DHS’ proposed uses of stimulus funds, as noted in the FY 2010 budget, focus on serving families that are close to or are already meeting the federal work requirement. While it is important to encourage more families to access job training and move to employment, we believe that stimulus funds also should be spent on strengthening the TANF program’s assessment and job training options, which would benefit all applicants and recipients:
- Improving Assessments: Before they can access stable employment, many TANF recipients must address barriers to work such as low levels of education, domestic violence, and child care issues. Administrative data from the Income Maintenance Administration (IMA) indicate that many TANF recipients who are eligible for services to address these barriers to work do not receive them. For example, while an estimated 20 percent of DC TANF recipients experienced domestic violence in the past year, in FY 2008, less than one percent received domestic violence services from the TANF program’s provider. When we held focus groups with TANF recipients last year, most recipients said that they were unaware that the TANF program provides services for people with domestic violence and physical and mental health issues.

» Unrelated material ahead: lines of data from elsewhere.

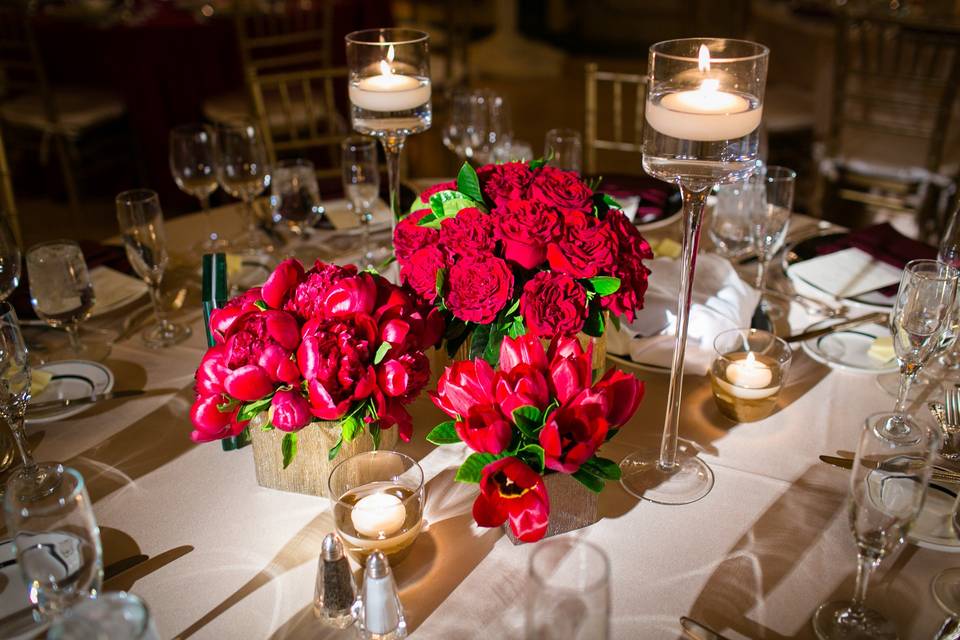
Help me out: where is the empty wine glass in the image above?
[874,260,957,442]
[543,129,583,173]
[4,464,103,618]
[217,123,274,254]
[116,189,190,349]
[340,136,380,266]
[27,240,101,361]
[813,414,939,640]
[170,124,229,253]
[0,214,21,302]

More TANF recipients could get the help they need to move to employment if IMA improved its assessment process. Currently, assessments are performed by a benefits eligibility worker as part of the process of determining whether an applicant is eligible for TANF. Other states have moved away from this approach because benefits eligibility workers often do not have the time or the training to effectively screen applicants for barriers to work. In addition, research has shown that TANF applicants are less likely to disclose barriers to someone who is responsible for determining their eligibility.
Stimulus funding could be used to develop a new assessment and to pilot a new assessment approach at several IMA service centers. As part of the assessment process, recipients should be informed about the various services available through the TANF program.
- Expanding Job Training Options: While the District’s TANF program offers several education and job training options, many recipients do not know about these options and are usually directed to one of the District’s six TANF Employment Program (TEP) vendors. These nonprofit and for-profit organizations provide very basic job readiness training with the goal of moving recipients into employment quickly. While this approach may be helpful for some TANF recipients, others have difficulty finding and maintaining jobs without more extensive education and hard skills training. Currently, only 46 percent of TANF recipients who find employment are still employed after six months. The District could use stimulus funding to expand its existing Paving Access to Higher Security (PATHS) program or to pilot a new approach to job training that could inform the new employment vendor contract the agency will be developing for FY 2011.
In addition, a portion of the stimulus funds could be used to support non-profit social service providers that are struggling with increased demand but declining resources. To the extent that the District can work with nonprofits that are providing short-term assistance to claim stimulus funds, it would make sense to return the stimulus funds to these groups. In this way, the TANF stimulus funds could help maintain important social services during the downturn.
Finally, the issue of TANF stimulus funding as well as the recent cuts to homeless services underscore the need for more transparency in the DC budget. In the case of homeless services, these have been folded into a single line item in the budget, making it impossible to track changes in funding for the Community Partnership or individual providers. TANF also occupies a single line item in the budget, without any detail as to how the block grant and maintenance of effort funds are spent year-to-year.
Thank you for the opportunity to provide testimony, and I am happy to answer any questions you may have.